Отхлебнув из чашки, он невозмутимо ответил:
– Я беспокоился о деньгах, которые дал вам взаймы, достаточно ли эффективно вы работаете и сумеете ли когда-нибудь их вернуть.
– Я почти все вам вернула, последние пять тысяч могу отдать хоть сегодня.
– Вы нарушили условия нашего договора.
Светлана подозревала, о чем он, и все равно спросила:
– Какие еще условия?
Закурив, Шереметьев полюбовался на струйку дыма, тянувшуюся к потолку, затем перевел взгляд на нее и медленно проговорил:
– Если мне не изменило зрение, я видел в глубине вашего склада господина Улицкого? Вы сделали его своим компаньоном.
Слово «господин» так не шло Мише.
– Ну и что? – вскинула она голову.
– А то, что, давая деньги, я ставил вам условие, чтоб ни один рубль не пошел на поддержку этого человека.
– Деньги я вам, считайте, что отдала, – отчеканила Света.
Ехидная ухмылка искривила его рот, и он спросил елейным голосом:
– А откуда они у вас взялись, позвольте полюбопытствовать?
– Я их заработала.
– Вы их заработали, купив склад на мои деньги, и продолжаете зарабатывать. Так что выходит, с помощью моих денег вы поддерживаете этого никчемного…
– Не смейте так о нем говорить! – не выдержала она. – Миша мой заместитель, и он честно работает.
– Ну да-а… – протянул Шереметьев. – Как-нибудь на досуге я бы проверил вашу бухгалтерию. Представляю, сколько убытку он вам причинил!
Света пожала плечами и с подчеркнутым равнодушием заметила:
– Что вы вечно так кипятитесь из-за Миши? Можно подумать, вы ревнуете…
Он расхохотался.
– Вы слишком самонадеянны. Для того чтоб ревновать, нужна такая малость, как любовь.
В раздражении она схватила сигарету и ждала, когда он поднесет зажигалку. И черт ее за язык дернул брякнуть про ревность!
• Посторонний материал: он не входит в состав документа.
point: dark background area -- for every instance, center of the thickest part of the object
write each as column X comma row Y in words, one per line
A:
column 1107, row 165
– Вы так его ненавидите, что ничего другого в голову не приходит, – сказала она, выдыхая дым.
– В вашу прелестную головку пришла неправильная мысль. А насчет ненависти… Ее нет, как нет и симпатии. Единственное, что можно испытывать к такому человеку, – это жалость.
– Жалость?
– Да. Ведь он продукт общества, которого больше не существует, сын развалившейся страны, исповедующий давно устаревшие нормы морали и идеологию. Не вписывается он в новую жизнь.
– Он тоже так сказал – не вписываюсь, – невольно вырвалось у нее.
– Да? Значит, все понимает? Тогда ему совсем тяжко. К тому же вы опять заставили его быть рядом. Он сильно сопротивлялся?
– О чем вы?
– Как вам удалось уговорить его стать компаньоном? У него был шанс вывернуться, но вы приковали его новыми цепями… Должно быть, вам обоим доставляет удовольствие страдать, глядя друг на друга. Прямо духовный мазохизм какой-то, ей-богу…
Светлана устала от этого разговора и хотела уйти, но Юрий удержал ее.
– Поговорим о серьезном. Вам не противно связываться с ворами и аферистами? Не жалко обманывать бедных людей, которые покупают ваши испорченные продукты? Неужели совесть вас не мучает?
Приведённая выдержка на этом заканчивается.